The Tauber Valley Railway (German: Taubertalbahn) is a single-tracked, unelectrified, standard gauge railway between Wertheim and Crailsheim in the state of Baden-Württemberg in southern Germany. It runs alongside the Tauber to Weikersheim, then along the Vorbach and Blaubach rivers. It is recorded in the timetable as route no. 782. Until 9 December 2006 it had been route no. 788.

==History==
After the completion of surveys of the area in 1858, work for the Tauber Valley Railway started in 1864 with the survey of the route. Actual construction of the Tauber Valley Railway began in October 1866 on the Lauda–Wertheim section and in August 1868 construction began on the Mergentheim–Crailsheim section, which cost almost 16 million gulden. The first section between Lauda and Hochhausen was completed in 1867 and the rest of the line was completed a year later. On 23 October 1869, operations on the Lauda–Mergentheim and the Mergentheim–Crailsheim sections were officially inaugurated by officials of the governments of the Kingdom of Württemberg and Grand Duchy of Baden. On that day, it became possible to travel for the first time all the way from Wertheim to Crailsheim. The Tauber Valley Railway from the beginning was of a great importance for travelling for the “cure” in Bad Mergentheim. In the summer of 1939, through coaches ran from Berlin to Bad Mergentheim. During the Second World War, the Tauber Valley Railway was spared from air raids, with the exception of minor destruction in Lauda and Crailsheim. In the 1950s, an express train ran between Frankfurt and Ulm on the Tauber Valley Railway. Through coaches ran again to Bad Mergentheim from Hamburg and Duisburg as well as from Dortmund after 1968. These services ended in 1988 or 1989.

==Current situation==
Deutsche Bahn has threatened to close the Tauber Valley Railway several times, but this has not come to pass. In 2003 extensive renovation and modernisation work started on the line, including the laying of new tracks on part of the line, the renewal of level crossings, the cleaning of the track bed and the restoration of a damaged railway embankment near Lauda. These measures cost about €15 million. Since October 2009, the Niederstetten tunnel has been extensively renovated and the section between Schrozberg and Niederstetten has been overhauled. Since 1 January 2006, the DB subsidiary Westfrankenbahn has maintained the railway infrastructure as well as operated services on the Tauber Valley Railway.

===Passengers===
As a result of cycling tourism in the Tauber Valley and the neighbouring Main Valley, many cyclists use trains on the line. So the Main Valley Railway and the Tauber Valley Railway are served from March to October by special carriages for bicycle transportation. On the second Sunday in August there is a car-free Sunday in the Tauber Valley. On this day the Tauber Valley road is closed to traffic and it used only by bicycles and inline skaters. Special trains operate on the Tauber Valley Railway on that day with discounted tickets and excellent accommodation for bicycles, which is well used.

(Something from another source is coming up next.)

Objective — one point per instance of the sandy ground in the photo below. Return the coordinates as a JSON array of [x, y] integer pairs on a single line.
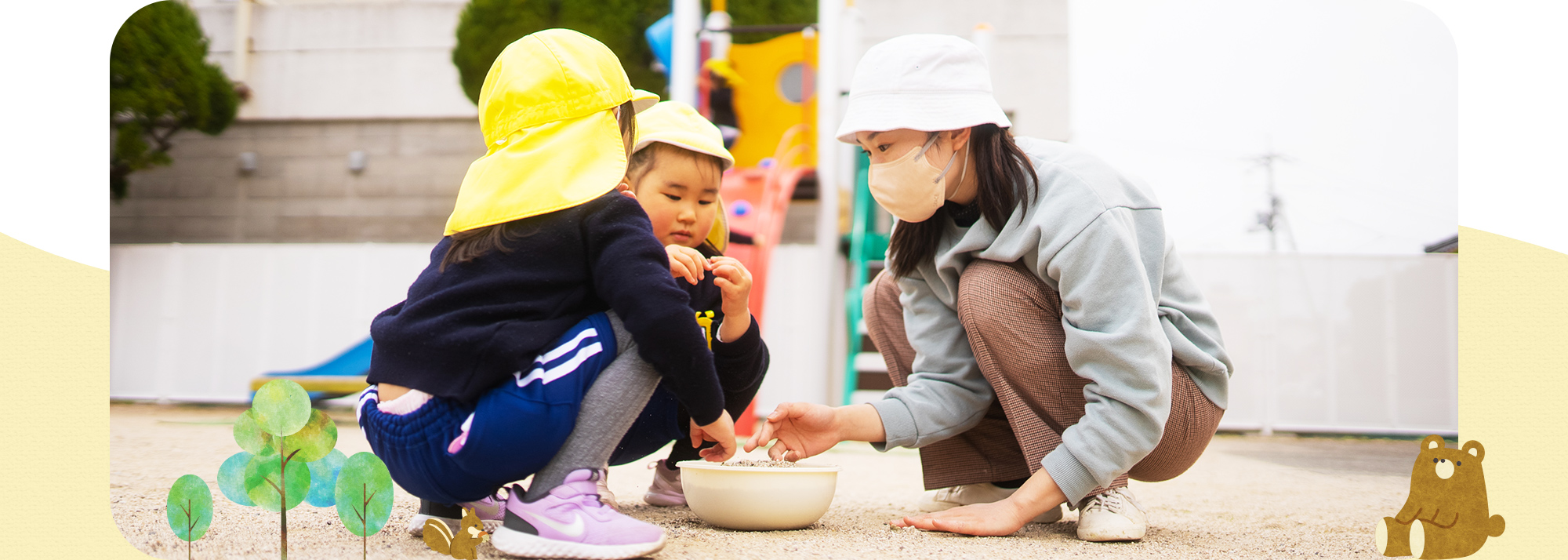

Since 10 September 2007, Satteldorf station has been reopened in the industrial area of the village. At the same time, the bus services was profoundly restructured to focus on the station and reduced on the parallel road.

Following the reopening of Satteldorf, an interest group fought for the reopening of the station in Wallhausen (3,500 inhabitants), which took place after several delays on 15 December 2013.

The line is predominantly operated with class 628 diesel multiple units.

==Train crash in Schrozberg==
Two Regional-Express trains crashed on 11 June 2003, killing six people and injuring others.